To answer these essential questions, we propose three ways to start collecting the data needed to measure outcomes for women and girls, particularly as they relate to the SDGs.
First: Start data collection now using the 20 indicators proposed by Data2X and Open Data Watch in the new report, Ready to Measure: Twenty Indicators for Monitoring SDG Gender Targets. These 20 indicators already have internationally agreed-upon definitions and data collection instruments, and are free of gender biases in data collection. Because these indicators are ready now, we can ensure a strong start to addressing the sexist data crisis, building momentum for future data collection efforts. These indicators also provide a strong starting point because they focus on concrete outcomes, including those related to increasing women’s and girls’ choices through their access to employment, technology, and contraception, for example.
Second: Get all hands on deck. Data collection, monitoring, and reporting will require multiple actors, including country governments and global partnerships, and should involve existing cross-country data reporting efforts. Global databases such as UNdata and the World Development Indicators should work to include the 20 indicators in their standard gender data reporting. This means that country governments already collecting data on the 20 proposed indicators will need to continue to update and improve the quality of the underlying data. Meanwhile, countries not currently collecting and disseminating this data will need to make it one of their priorities. On the international stage, the newly established Global Partnership for Sustainable Development Data should take the lead in coordinating and energizing the data collection efforts already set in motion (by ONE, the UN Foundation, Data2X, and a host of other partners).

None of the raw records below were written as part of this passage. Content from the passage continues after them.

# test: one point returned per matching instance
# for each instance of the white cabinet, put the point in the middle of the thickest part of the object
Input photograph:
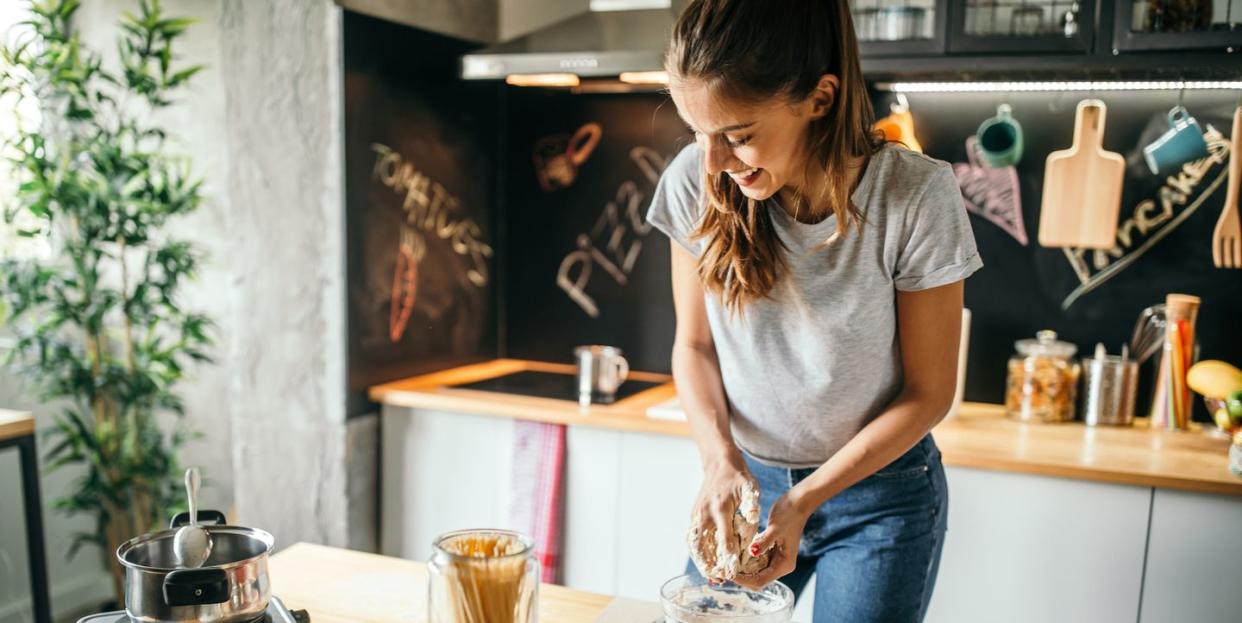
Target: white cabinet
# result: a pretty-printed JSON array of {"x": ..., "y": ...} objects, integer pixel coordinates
[
  {"x": 441, "y": 472},
  {"x": 1020, "y": 547},
  {"x": 1036, "y": 549},
  {"x": 1194, "y": 559},
  {"x": 660, "y": 478},
  {"x": 593, "y": 469}
]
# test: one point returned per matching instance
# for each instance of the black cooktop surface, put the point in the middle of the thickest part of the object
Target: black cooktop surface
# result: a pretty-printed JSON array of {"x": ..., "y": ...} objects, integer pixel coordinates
[{"x": 552, "y": 385}]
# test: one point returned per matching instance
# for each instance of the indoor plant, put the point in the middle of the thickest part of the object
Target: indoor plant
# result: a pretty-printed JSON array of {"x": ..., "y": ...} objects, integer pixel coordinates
[{"x": 97, "y": 322}]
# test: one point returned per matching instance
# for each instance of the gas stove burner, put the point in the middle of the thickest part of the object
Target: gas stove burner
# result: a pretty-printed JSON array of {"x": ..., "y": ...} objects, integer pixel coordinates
[{"x": 276, "y": 613}]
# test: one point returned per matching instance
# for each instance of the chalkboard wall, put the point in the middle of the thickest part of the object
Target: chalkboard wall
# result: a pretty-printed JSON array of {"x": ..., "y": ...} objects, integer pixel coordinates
[
  {"x": 537, "y": 241},
  {"x": 583, "y": 266},
  {"x": 420, "y": 224},
  {"x": 1021, "y": 289}
]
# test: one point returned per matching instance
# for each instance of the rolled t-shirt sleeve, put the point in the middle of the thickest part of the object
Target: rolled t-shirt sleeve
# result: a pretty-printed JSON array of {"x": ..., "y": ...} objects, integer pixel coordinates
[
  {"x": 675, "y": 206},
  {"x": 938, "y": 243}
]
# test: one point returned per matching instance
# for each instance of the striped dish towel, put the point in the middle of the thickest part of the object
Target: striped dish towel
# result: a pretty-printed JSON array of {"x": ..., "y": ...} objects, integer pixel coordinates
[{"x": 538, "y": 490}]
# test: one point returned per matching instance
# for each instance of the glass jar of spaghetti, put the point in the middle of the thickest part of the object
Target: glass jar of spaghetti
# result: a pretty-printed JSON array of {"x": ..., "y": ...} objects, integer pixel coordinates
[
  {"x": 1042, "y": 380},
  {"x": 483, "y": 576}
]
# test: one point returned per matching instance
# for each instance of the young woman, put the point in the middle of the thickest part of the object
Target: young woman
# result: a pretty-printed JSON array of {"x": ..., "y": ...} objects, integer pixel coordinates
[{"x": 817, "y": 284}]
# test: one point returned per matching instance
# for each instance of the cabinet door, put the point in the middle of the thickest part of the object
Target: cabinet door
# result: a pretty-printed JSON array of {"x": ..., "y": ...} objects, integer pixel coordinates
[
  {"x": 441, "y": 472},
  {"x": 1021, "y": 26},
  {"x": 1194, "y": 559},
  {"x": 1155, "y": 25},
  {"x": 660, "y": 478},
  {"x": 1037, "y": 549},
  {"x": 899, "y": 27},
  {"x": 593, "y": 475}
]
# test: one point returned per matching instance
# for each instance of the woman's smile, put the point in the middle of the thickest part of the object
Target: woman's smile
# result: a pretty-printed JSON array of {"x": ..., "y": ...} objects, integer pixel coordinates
[{"x": 747, "y": 176}]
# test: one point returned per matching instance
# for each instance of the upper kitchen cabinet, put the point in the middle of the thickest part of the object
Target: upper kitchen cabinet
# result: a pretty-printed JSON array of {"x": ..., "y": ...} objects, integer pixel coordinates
[
  {"x": 1021, "y": 26},
  {"x": 899, "y": 27},
  {"x": 1159, "y": 25}
]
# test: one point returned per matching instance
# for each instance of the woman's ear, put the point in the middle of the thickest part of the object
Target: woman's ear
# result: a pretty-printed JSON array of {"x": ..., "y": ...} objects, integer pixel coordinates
[{"x": 824, "y": 96}]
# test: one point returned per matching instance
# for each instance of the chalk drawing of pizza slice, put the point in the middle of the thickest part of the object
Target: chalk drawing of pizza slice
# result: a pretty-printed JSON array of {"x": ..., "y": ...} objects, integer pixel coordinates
[{"x": 990, "y": 192}]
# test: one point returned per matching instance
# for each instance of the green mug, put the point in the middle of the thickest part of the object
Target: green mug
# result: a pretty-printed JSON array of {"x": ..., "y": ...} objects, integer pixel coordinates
[{"x": 999, "y": 139}]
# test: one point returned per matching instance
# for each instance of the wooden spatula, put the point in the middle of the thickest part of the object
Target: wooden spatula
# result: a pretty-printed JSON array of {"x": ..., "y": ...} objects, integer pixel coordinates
[
  {"x": 1227, "y": 237},
  {"x": 1082, "y": 186}
]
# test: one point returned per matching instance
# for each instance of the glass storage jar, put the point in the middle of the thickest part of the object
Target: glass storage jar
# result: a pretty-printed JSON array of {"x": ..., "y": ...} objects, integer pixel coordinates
[
  {"x": 1042, "y": 380},
  {"x": 483, "y": 576}
]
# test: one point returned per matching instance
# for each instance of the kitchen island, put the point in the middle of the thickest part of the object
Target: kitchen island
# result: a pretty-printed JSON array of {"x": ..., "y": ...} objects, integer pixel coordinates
[
  {"x": 1046, "y": 521},
  {"x": 342, "y": 586}
]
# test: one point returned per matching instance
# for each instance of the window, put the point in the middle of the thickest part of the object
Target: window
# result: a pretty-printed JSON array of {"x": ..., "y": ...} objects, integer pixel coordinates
[{"x": 14, "y": 113}]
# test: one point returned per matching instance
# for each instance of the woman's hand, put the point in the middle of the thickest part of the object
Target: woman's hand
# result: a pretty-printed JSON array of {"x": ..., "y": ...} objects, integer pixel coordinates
[
  {"x": 780, "y": 539},
  {"x": 718, "y": 500}
]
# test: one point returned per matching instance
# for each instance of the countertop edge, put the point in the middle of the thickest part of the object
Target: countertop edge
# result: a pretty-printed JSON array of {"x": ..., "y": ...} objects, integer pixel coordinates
[{"x": 629, "y": 415}]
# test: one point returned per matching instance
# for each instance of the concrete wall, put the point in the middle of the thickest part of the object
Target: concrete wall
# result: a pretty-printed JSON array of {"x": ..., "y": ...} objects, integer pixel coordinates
[{"x": 263, "y": 127}]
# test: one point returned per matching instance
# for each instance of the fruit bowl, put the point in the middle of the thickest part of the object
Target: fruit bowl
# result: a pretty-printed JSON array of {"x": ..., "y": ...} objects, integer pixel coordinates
[{"x": 1226, "y": 413}]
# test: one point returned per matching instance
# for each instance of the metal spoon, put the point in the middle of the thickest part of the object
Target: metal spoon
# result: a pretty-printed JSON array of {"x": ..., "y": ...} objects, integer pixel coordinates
[{"x": 191, "y": 542}]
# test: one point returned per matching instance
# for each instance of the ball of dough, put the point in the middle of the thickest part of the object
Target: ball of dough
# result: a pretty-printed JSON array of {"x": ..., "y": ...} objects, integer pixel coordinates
[{"x": 711, "y": 555}]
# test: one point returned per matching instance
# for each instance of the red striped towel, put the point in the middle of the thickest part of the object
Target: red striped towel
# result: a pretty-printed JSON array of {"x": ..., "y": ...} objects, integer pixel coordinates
[{"x": 538, "y": 485}]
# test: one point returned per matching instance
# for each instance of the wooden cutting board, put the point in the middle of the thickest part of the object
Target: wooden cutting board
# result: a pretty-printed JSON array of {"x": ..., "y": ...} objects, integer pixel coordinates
[{"x": 1082, "y": 186}]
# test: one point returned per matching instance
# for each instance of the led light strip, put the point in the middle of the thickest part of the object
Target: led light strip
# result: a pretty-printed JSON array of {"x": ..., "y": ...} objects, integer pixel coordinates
[{"x": 1012, "y": 87}]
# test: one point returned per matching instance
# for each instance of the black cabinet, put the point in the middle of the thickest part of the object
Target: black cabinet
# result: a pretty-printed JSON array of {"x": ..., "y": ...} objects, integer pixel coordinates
[
  {"x": 899, "y": 27},
  {"x": 1050, "y": 39},
  {"x": 1021, "y": 26},
  {"x": 1165, "y": 25}
]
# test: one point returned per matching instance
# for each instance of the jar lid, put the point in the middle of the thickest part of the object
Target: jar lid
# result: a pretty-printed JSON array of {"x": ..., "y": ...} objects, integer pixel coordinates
[{"x": 1046, "y": 344}]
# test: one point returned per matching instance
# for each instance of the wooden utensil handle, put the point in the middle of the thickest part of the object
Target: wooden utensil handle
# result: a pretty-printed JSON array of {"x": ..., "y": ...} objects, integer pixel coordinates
[
  {"x": 1089, "y": 123},
  {"x": 1231, "y": 195}
]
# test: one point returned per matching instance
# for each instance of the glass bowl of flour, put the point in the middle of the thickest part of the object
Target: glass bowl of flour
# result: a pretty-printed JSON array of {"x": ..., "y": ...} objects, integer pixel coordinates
[{"x": 692, "y": 600}]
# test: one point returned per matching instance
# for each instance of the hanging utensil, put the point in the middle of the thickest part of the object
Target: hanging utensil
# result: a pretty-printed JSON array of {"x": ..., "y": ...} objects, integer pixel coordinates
[
  {"x": 1227, "y": 237},
  {"x": 1082, "y": 186}
]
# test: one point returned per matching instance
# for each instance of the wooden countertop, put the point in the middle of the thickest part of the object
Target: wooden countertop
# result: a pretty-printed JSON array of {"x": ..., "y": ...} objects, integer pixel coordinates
[
  {"x": 342, "y": 586},
  {"x": 15, "y": 423},
  {"x": 979, "y": 436},
  {"x": 431, "y": 391}
]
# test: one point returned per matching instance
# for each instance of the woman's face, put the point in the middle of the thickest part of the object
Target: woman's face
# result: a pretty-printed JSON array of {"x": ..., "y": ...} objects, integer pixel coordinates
[{"x": 760, "y": 147}]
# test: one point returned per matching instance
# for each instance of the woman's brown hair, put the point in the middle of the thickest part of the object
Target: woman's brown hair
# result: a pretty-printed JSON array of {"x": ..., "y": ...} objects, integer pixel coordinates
[{"x": 753, "y": 51}]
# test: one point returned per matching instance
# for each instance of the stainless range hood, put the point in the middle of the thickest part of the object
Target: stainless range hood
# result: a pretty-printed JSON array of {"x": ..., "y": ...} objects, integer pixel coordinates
[{"x": 612, "y": 37}]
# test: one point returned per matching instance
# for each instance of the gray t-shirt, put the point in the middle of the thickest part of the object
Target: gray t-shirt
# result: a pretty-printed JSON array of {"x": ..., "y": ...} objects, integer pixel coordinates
[{"x": 805, "y": 369}]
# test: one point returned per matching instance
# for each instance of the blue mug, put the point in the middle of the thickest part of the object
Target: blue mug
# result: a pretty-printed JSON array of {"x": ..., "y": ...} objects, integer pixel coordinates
[
  {"x": 999, "y": 139},
  {"x": 1180, "y": 144}
]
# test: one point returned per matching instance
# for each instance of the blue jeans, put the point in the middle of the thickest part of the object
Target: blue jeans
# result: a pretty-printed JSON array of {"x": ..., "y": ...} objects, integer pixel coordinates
[{"x": 873, "y": 547}]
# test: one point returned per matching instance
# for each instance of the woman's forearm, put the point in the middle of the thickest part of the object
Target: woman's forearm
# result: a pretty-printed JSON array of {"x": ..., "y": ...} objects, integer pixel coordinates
[
  {"x": 883, "y": 439},
  {"x": 697, "y": 374}
]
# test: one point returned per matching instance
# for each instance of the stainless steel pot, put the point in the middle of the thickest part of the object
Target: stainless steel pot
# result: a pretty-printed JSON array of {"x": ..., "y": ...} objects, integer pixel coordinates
[{"x": 231, "y": 587}]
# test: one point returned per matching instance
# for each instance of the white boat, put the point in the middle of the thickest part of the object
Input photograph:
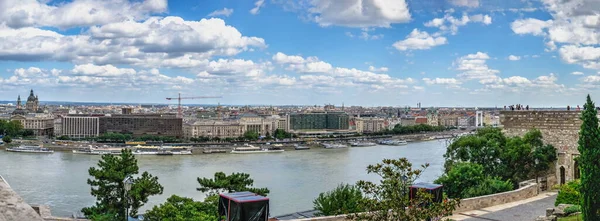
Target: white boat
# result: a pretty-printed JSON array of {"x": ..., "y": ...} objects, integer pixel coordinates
[
  {"x": 334, "y": 146},
  {"x": 254, "y": 149},
  {"x": 363, "y": 144},
  {"x": 29, "y": 149},
  {"x": 161, "y": 151},
  {"x": 393, "y": 142}
]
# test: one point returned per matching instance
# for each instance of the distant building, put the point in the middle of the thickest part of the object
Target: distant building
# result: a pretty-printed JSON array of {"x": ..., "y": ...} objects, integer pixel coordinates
[
  {"x": 320, "y": 121},
  {"x": 41, "y": 125},
  {"x": 142, "y": 124},
  {"x": 77, "y": 126}
]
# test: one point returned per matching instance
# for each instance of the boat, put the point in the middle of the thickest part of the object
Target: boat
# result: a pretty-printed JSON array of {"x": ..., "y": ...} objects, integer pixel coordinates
[
  {"x": 98, "y": 151},
  {"x": 334, "y": 146},
  {"x": 254, "y": 149},
  {"x": 161, "y": 150},
  {"x": 363, "y": 144},
  {"x": 298, "y": 147},
  {"x": 393, "y": 142},
  {"x": 30, "y": 149}
]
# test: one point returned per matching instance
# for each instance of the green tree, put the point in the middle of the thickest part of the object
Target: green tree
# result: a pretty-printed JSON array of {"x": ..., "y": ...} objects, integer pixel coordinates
[
  {"x": 107, "y": 186},
  {"x": 6, "y": 139},
  {"x": 389, "y": 199},
  {"x": 589, "y": 148},
  {"x": 251, "y": 135},
  {"x": 344, "y": 199},
  {"x": 236, "y": 182},
  {"x": 185, "y": 209}
]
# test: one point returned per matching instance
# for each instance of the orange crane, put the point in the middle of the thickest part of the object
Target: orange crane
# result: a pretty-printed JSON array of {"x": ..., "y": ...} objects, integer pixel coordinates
[{"x": 179, "y": 113}]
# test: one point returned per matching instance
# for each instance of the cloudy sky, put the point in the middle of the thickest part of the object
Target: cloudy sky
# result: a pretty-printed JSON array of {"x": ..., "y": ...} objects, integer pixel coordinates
[{"x": 359, "y": 52}]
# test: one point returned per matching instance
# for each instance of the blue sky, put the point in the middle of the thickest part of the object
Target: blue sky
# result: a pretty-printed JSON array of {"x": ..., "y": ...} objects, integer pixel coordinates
[{"x": 359, "y": 52}]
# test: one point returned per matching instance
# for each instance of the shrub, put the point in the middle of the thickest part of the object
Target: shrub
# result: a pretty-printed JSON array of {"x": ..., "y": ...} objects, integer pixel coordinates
[
  {"x": 343, "y": 199},
  {"x": 569, "y": 194},
  {"x": 572, "y": 209},
  {"x": 487, "y": 187}
]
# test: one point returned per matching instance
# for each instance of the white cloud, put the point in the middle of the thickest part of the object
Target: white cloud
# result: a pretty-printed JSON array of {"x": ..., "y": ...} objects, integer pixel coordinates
[
  {"x": 381, "y": 69},
  {"x": 77, "y": 13},
  {"x": 514, "y": 57},
  {"x": 225, "y": 12},
  {"x": 465, "y": 3},
  {"x": 450, "y": 24},
  {"x": 419, "y": 40},
  {"x": 359, "y": 13},
  {"x": 257, "y": 5},
  {"x": 473, "y": 66},
  {"x": 151, "y": 43},
  {"x": 442, "y": 81},
  {"x": 530, "y": 26}
]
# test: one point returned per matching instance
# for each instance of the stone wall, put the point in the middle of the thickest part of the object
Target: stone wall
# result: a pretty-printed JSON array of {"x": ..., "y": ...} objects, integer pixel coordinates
[
  {"x": 559, "y": 128},
  {"x": 480, "y": 202}
]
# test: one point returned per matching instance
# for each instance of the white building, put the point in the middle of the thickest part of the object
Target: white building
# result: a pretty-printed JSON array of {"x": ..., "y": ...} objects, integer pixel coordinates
[{"x": 77, "y": 126}]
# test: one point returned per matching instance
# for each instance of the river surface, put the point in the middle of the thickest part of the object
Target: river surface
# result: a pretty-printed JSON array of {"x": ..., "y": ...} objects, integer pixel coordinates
[{"x": 295, "y": 178}]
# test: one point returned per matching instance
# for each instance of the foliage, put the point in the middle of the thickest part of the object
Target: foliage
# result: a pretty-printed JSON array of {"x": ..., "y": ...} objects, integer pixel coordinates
[
  {"x": 236, "y": 182},
  {"x": 589, "y": 149},
  {"x": 281, "y": 134},
  {"x": 572, "y": 209},
  {"x": 487, "y": 187},
  {"x": 6, "y": 139},
  {"x": 389, "y": 199},
  {"x": 183, "y": 209},
  {"x": 344, "y": 199},
  {"x": 251, "y": 135},
  {"x": 569, "y": 193},
  {"x": 107, "y": 186},
  {"x": 12, "y": 128},
  {"x": 507, "y": 158}
]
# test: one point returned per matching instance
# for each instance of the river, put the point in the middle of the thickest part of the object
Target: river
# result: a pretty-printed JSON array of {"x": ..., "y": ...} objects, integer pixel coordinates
[{"x": 295, "y": 178}]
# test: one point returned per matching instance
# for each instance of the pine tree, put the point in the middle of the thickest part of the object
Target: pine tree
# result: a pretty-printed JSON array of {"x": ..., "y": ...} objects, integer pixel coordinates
[
  {"x": 589, "y": 149},
  {"x": 108, "y": 188}
]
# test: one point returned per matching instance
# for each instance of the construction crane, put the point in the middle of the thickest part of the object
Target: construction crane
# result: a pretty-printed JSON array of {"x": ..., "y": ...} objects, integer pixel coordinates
[{"x": 179, "y": 98}]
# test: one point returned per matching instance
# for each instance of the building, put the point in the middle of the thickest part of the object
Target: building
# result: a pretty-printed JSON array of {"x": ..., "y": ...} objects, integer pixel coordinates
[
  {"x": 320, "y": 121},
  {"x": 77, "y": 126},
  {"x": 213, "y": 128},
  {"x": 42, "y": 125},
  {"x": 369, "y": 125},
  {"x": 142, "y": 124}
]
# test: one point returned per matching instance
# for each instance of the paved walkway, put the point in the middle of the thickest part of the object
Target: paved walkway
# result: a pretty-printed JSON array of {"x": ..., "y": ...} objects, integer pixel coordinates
[{"x": 524, "y": 210}]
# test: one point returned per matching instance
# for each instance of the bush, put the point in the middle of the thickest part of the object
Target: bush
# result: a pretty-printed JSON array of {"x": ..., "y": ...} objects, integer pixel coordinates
[
  {"x": 487, "y": 187},
  {"x": 572, "y": 209},
  {"x": 343, "y": 199},
  {"x": 569, "y": 193}
]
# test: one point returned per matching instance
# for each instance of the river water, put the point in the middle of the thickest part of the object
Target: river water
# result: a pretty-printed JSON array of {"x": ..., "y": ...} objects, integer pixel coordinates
[{"x": 295, "y": 178}]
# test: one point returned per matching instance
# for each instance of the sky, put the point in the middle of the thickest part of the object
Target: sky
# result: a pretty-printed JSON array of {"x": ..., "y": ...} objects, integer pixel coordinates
[{"x": 311, "y": 52}]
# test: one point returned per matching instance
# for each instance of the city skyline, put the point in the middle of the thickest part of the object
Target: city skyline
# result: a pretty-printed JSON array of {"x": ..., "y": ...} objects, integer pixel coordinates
[{"x": 450, "y": 53}]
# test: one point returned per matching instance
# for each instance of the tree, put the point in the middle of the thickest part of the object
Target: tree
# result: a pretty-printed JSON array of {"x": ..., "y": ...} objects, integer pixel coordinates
[
  {"x": 589, "y": 149},
  {"x": 183, "y": 209},
  {"x": 390, "y": 200},
  {"x": 344, "y": 199},
  {"x": 236, "y": 182},
  {"x": 6, "y": 139},
  {"x": 107, "y": 186},
  {"x": 251, "y": 135}
]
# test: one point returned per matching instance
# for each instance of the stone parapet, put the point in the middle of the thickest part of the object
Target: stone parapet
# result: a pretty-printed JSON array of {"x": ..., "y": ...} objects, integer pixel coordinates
[{"x": 475, "y": 203}]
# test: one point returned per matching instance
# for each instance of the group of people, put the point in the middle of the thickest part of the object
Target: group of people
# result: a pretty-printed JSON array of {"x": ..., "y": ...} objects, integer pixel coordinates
[{"x": 517, "y": 107}]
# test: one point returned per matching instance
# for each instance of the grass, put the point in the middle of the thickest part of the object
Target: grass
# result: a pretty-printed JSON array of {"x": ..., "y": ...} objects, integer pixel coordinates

Getting the Partnership to support the 20 indicators could help translate its broad-brush commitments into tangible action, and help abate concerns my colleagues have raised about whether the Partnership can deliver for low-income countries.
Third: Harness country-owned planning mechanisms that have proven to be effective, as well as existing commitments at the country and international levels during the initial data collection process. One way of doing this would be through compacts between country governments and bilateral or multilateral donors, which would help ensure data is open, accurate, and timely. In addition, the World Bank’s recent commitment to “ensure that the 70 poorest nations have household-level surveys every three years” should incorporate measurement of the 20 indicators. International data-related initiatives have a role to play in supporting and advocating for closing gender data gaps through these partnerships with developing countries.
As Drummond and others have made clear, good data collection is central to advancing gender equality, and gender equality is central to development progress. The 20 “ready to measure” indicators will allow us to take the first steps in tackling the sexist data crisis, but we can’t — and shouldn’t — stop there. In an upcoming blog post, we will turn to the longer-term obstacles to collecting data on women and girls.